Ángela acaba de recordar el fallecimiento del patriarca de los Molina: “No sabía vivir sin mi padre, es un buen título para una película de Almodóvar”, añade haciendo gala de un excelente sentido del humor. Recuerda cuando Jorge Silva Melo le llamó para rodar Coitado do Jorge unos meses después: “Le dije que no, cuando murió mi padre yo no podía trabajar. Pero al final me convenció. Cuando llegué al hotel había un montón de películas magníficas, Jorge me dijo que las viera, sin escoger, porque todas eran buenísimas. Así lo hice. Creo que la primera que vi era una de Rossellini con la Magnani… El cine me curó”.
—Ese es un buen título para la crónica: El cine me curó, Ángela Molina —dice después Barroso desde la grada.
El tiempo vuela ante la sonrisa de Ángela Molina. Durante el encuentro habla de algunos de los grandes directores con los que ha trabajado. “Buñuel era un genio, una especie de tatuaje en el inconsciente y en consciente, es la imaginación que te lleva y que hace que le dejes que te lleve… veo su cine y siempre me enseña, siempre me divierte” dice con esa capacidad mágica que tiene de convertir sus declamaciones en lírica y añade que le gustaría interpretar a Lorca: “La última vez que vi a Buñuel me dijo: ‘Vamos a hacer un Lorca, La casa de Bernarda Alba‘, el pobre se murió con el sueño de llevar a su gran amigo a la pantalla”.
—¡Lo hizo! —salta Laura Cepeda, amiga de juventud de Molina (“aquella tormentosa noche en Roma”), desde su asiento.
—¡No me digas! —responde Ángela tratando de localizar a su amiga entre las monótonas mascarillas.
—No la dirigió él, pero venía mucho al rodaje con su dry Martini, yo hice de Adela… estamos intentando rescatar una copia en la Filmoteca, pero me callo que hoy es tu noche —dice divertida Cepeda.

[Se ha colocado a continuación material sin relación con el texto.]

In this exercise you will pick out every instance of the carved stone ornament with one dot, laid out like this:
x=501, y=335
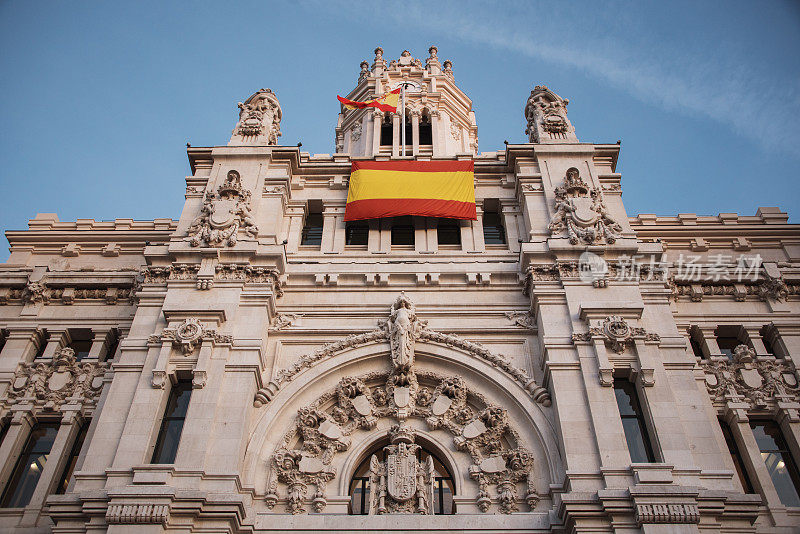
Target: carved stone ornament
x=539, y=394
x=617, y=333
x=582, y=214
x=761, y=382
x=546, y=114
x=401, y=484
x=189, y=335
x=223, y=214
x=260, y=115
x=63, y=380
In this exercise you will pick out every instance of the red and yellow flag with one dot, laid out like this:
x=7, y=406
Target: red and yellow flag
x=387, y=102
x=393, y=188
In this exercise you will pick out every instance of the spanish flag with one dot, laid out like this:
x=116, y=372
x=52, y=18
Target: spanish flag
x=393, y=188
x=387, y=102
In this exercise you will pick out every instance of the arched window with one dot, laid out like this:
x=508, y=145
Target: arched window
x=443, y=490
x=425, y=130
x=387, y=132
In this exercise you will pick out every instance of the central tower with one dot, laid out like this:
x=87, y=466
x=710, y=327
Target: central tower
x=439, y=117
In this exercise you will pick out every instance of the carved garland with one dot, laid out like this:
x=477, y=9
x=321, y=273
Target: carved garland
x=761, y=382
x=49, y=385
x=582, y=214
x=539, y=394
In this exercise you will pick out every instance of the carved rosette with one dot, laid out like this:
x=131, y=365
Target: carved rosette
x=49, y=385
x=223, y=214
x=402, y=485
x=764, y=383
x=582, y=214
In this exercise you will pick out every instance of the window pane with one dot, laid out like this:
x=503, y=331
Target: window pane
x=171, y=427
x=73, y=459
x=29, y=466
x=780, y=465
x=356, y=233
x=312, y=231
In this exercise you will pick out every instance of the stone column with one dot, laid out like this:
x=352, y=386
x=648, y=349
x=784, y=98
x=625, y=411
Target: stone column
x=22, y=420
x=396, y=137
x=377, y=120
x=71, y=421
x=415, y=132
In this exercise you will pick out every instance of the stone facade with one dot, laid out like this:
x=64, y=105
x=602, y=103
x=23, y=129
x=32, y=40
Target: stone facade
x=497, y=362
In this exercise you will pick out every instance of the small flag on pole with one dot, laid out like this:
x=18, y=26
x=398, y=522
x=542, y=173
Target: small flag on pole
x=387, y=102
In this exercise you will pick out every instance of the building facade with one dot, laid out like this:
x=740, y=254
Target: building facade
x=259, y=365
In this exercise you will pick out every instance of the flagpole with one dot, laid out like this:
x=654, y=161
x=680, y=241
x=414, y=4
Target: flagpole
x=403, y=120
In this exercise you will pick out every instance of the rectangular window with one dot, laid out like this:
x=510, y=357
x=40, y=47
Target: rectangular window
x=448, y=231
x=171, y=427
x=738, y=463
x=63, y=481
x=403, y=231
x=779, y=461
x=356, y=233
x=493, y=231
x=633, y=422
x=29, y=466
x=312, y=230
x=80, y=342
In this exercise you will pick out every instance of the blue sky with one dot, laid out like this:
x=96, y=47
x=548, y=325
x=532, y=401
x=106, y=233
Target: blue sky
x=97, y=100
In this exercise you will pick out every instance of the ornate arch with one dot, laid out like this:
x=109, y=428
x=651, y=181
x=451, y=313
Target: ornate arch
x=413, y=400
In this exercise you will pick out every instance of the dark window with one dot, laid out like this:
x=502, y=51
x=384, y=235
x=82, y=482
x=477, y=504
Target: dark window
x=768, y=337
x=112, y=344
x=312, y=230
x=425, y=131
x=387, y=131
x=633, y=422
x=779, y=461
x=356, y=233
x=42, y=344
x=172, y=425
x=448, y=231
x=63, y=482
x=738, y=463
x=728, y=339
x=80, y=342
x=493, y=231
x=403, y=231
x=443, y=488
x=29, y=466
x=695, y=337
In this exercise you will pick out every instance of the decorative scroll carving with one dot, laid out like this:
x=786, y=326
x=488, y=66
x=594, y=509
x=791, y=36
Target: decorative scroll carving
x=667, y=513
x=189, y=335
x=581, y=212
x=260, y=115
x=761, y=382
x=617, y=333
x=400, y=484
x=63, y=380
x=137, y=514
x=284, y=320
x=546, y=115
x=223, y=214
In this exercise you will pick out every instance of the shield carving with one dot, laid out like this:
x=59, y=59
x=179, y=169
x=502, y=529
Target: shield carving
x=582, y=213
x=223, y=213
x=751, y=378
x=362, y=405
x=59, y=380
x=401, y=474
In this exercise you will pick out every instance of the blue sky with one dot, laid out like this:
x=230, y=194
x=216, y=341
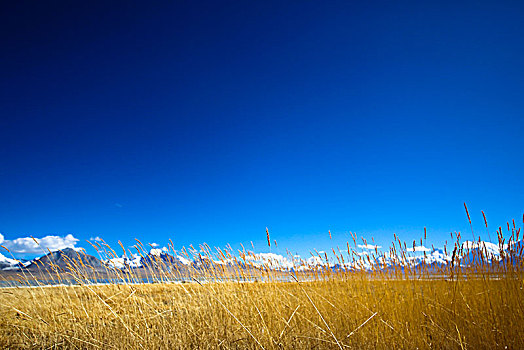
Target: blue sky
x=208, y=122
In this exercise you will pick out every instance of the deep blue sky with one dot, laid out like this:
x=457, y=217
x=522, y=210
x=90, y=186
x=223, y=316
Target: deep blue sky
x=207, y=122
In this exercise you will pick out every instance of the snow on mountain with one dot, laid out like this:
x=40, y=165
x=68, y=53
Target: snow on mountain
x=125, y=262
x=8, y=263
x=270, y=260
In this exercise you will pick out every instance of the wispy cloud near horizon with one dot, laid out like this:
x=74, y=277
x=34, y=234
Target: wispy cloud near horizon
x=28, y=245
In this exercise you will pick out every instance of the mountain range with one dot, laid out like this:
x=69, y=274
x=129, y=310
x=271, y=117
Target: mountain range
x=69, y=258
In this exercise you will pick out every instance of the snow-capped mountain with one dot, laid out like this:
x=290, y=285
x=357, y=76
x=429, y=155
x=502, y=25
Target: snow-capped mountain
x=64, y=260
x=467, y=252
x=155, y=258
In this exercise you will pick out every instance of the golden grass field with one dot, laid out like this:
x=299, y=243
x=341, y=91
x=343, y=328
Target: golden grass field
x=463, y=306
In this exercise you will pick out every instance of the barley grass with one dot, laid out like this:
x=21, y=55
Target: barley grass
x=471, y=303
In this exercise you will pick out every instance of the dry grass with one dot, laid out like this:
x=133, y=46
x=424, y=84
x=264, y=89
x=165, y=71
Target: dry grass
x=478, y=306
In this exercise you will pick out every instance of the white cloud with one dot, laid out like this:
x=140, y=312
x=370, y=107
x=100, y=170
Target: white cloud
x=420, y=248
x=28, y=245
x=369, y=246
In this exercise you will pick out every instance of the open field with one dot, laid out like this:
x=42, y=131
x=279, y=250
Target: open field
x=347, y=313
x=472, y=298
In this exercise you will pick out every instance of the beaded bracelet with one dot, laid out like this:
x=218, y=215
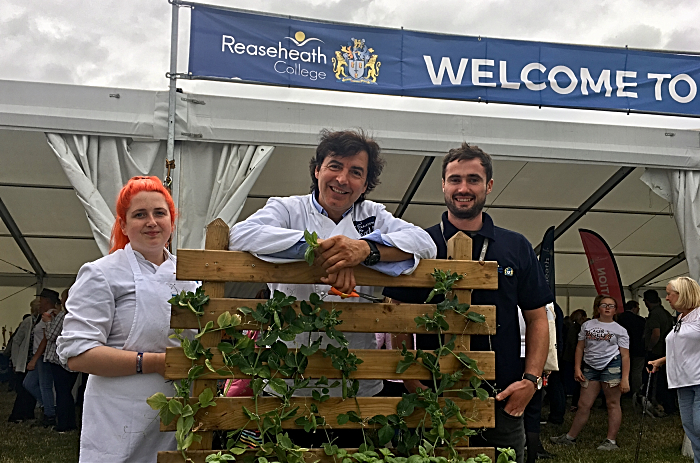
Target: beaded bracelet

Ángela obedece y vuelve ágil a la conversación. “Almodóvar es genial, aunque al principio fue difícil. En la primera toma que rodamos tenía que mirar los clavos de Cristo y me dijo que no había cogido mi mirada. Lo repetimos 35 veces, pero yo le dije: ‘Yo estoy aquí para hacerte feliz, pero la tienes en la primera toma’. Unos días después me dijo que tenía razón, que estaba en la primera. Después ya no me ha hecho mucho caso cuando hemos rodado, porque yo tampoco se lo hago. Pedro es muy actor, y eso a nosotros nos encanta” informa en un tono completamente liberado y natural, desde la admiración que le tiene al director. Sigue hablando de su carrera, que es también historia de nuestro cine. Recuerda a José Luis Borau (“es mi niño” suelta de pronto al rememorar las tardes de rodaje en que cocinaba para él) en uno de esos momentos que probablemente sacasen otra lágrima a Mariano. Desde luego la mía la tuvo.
Su amiga Laura declara su admiración hacia Molina, alabando su capacidad para trabajar, ser madre y tener siempre lista la mesa a la hora de la comida. “Es que tuve a la mejor maestra”, dice Ángela recordando a su madre –y madre de sus siete hermanos–. Del Goya de Honor dice que fue una grata sorpresa: “Acababa de comer con Mariano [Barroso] y me lo dijo. Fue un brote de alegría, no me lo esperaba para nada”. Cuando le preguntan a quién va a dedicar su Goya honorífico, Ángela esquiva la pregunta con ingenio, queriendo guardar toda la magia de ese momento para el próximo 6 de marzo, la gala donde se le entregará por fin el cabezón.
Llega el toque de queda y tenemos que marcharnos. No es fácil dejar a Ángela Molina, uno estaría en su presencia eternamente, pero al menos, nos ha hecho olvidarnos de la cosa esta del Covid durante un rato.